1-1
この物語の時代設定はここ最近三十年程を反映させたものとなっています。一見非難中傷に見える記述も含まれますが、事実であり現実です。私が書いているものである以上私の主観が全く入ってないとは言い切れませんが。リアルのヤバさは書く必要があると思いました。怪獣とか宇宙人が出てこなくても。
但し、今現在の手前まで、です。一部現在にも及んでいますが、基本その手前迄に留めています。
何故かというと……。
1
それはとある世紀末のとある日――。
その日、荒木久志はいつものようにリクルートファッションに身を包むと、郊外へ郊外へと電車を乗り継ぎ、これまで来たことがなかったほど郊外までやって来た。
就職試験の会場である某企業の研修センターまでは最寄りの駅から徒歩で約十二分。目的地に至る道すがら坂道を登りつつ、眼下に広がる風景に、
「ふーん。トウキョウにもこんなところがあったんだ」
久志は感想を漏らした。
そこは上京してきた地方出身者のイメージするトウキョウではなかったが、かといって、久志の田舎を思い起こさせるような場所でもない。彼の田舎とでは緑の質と量が著しく異なっていたし、何よりも山の容が違った。低くて平らな壁のようなもの――それが久志の生まれ育った町を取り囲む山であり、慣れ親しんだ自然だった。
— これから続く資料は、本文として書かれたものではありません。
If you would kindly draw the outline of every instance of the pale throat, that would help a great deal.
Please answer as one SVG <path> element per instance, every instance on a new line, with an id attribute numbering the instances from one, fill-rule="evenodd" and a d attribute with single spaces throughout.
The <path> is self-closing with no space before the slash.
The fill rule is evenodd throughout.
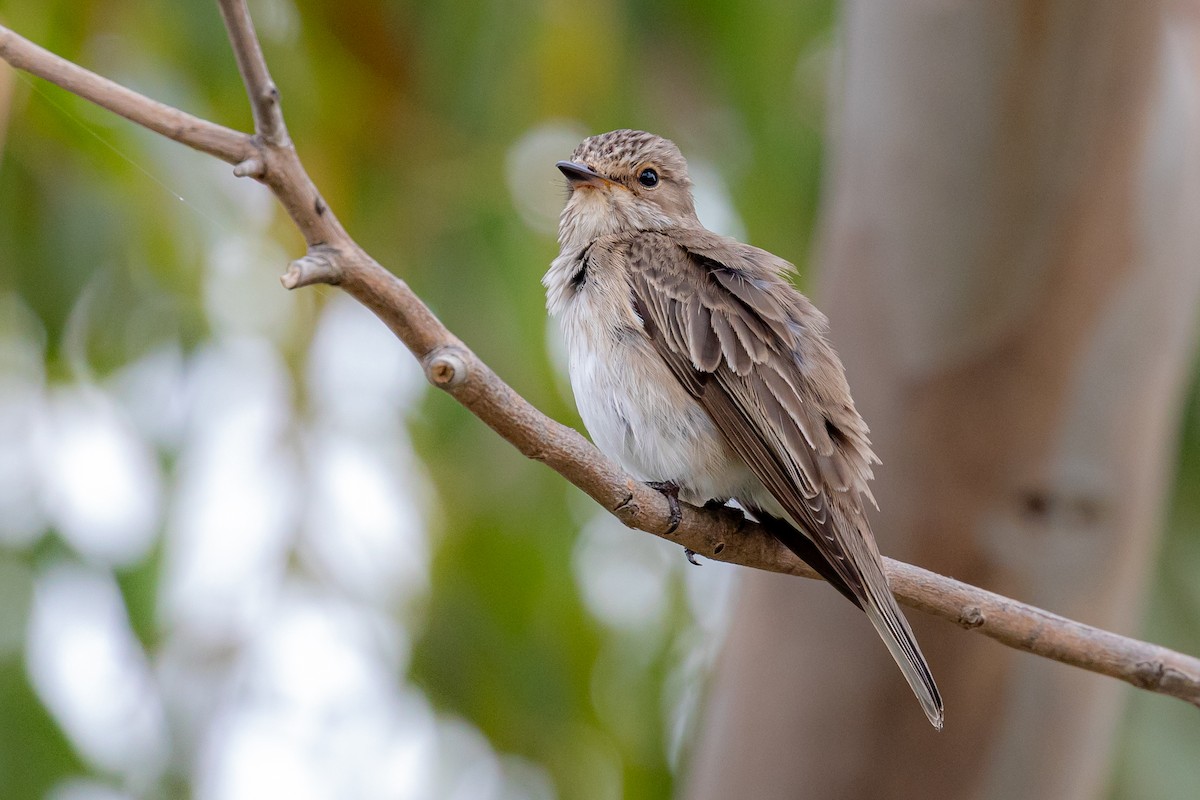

集団面接は研修センターの敷地内にある三階建ての校舎のような建物で行われた。志願者は一階の教室のような部屋で自分の順番を待ち、そこからは順次四人ずつ、空きが出る度に係員に先導されていった。
それは久志にとって初めて受ける集団面接試験だった。というのも、就職活動を始めて以来これまで、悉く一番最初で――書類審査か筆記試験で、門前払いを喰らい続けていたわけだから、その次に招待されたこと自体がなかったのである。
(一体何を訊かれるものやら)
教室の片隅でそれなりに緊張しながら、久志はその時を待った。お声が掛かったのは予定されていた時刻から四十分以上が経過してからだった。教室がガラガラに空いていることから察するに、どうやら自分たちはほとんど最終組らしい。
係員の先導に従って連れて行かれたのは、三階の⑧と書かれた紙がドアに貼られた部屋の前だった。そこまで来ると係員はドアの脇に並べてある四つのパイプ椅子の方を手で示し、「こちらに腰掛けてお待ちになって下さい」と、去っていった。久志たち四人は係員の言葉に従ってパイプ椅子に座る。
⑧の部屋から前の組の四人がお辞儀をしながら退出してきて、「次の四名の方、お入りになって下さい」という声が部屋の中から聞こえたのは、それからさらに二十分余りが経ってからだった。一礼して中に入ると、面接官は黒板を背に両手を組み、教卓のような机の上に置かれた資料に目を通していた。
「どうぞ席に着いて下さい」
志望者たちは面接官の言葉を待ってから着席した。久志の受験番号は二二二〇二番。向かって左から二番目の席を与えられた。
「それではそちらの方から出身校及び自己紹介をお願いします」
そういって面接官は久志の右隣に座っている女子学生に右手で「どうぞ」と合図した。
「鳩居堂大学経済学部の池田容子と申します。どうぞ宜しくお願いします」
二二二〇一番の彼女はここですくっと起立すると、ペコッと一礼して、ピンと背筋を伸ばした。
(へっ?)
立つ必要などないはずなのだが。
……“軋り音”だったのは……。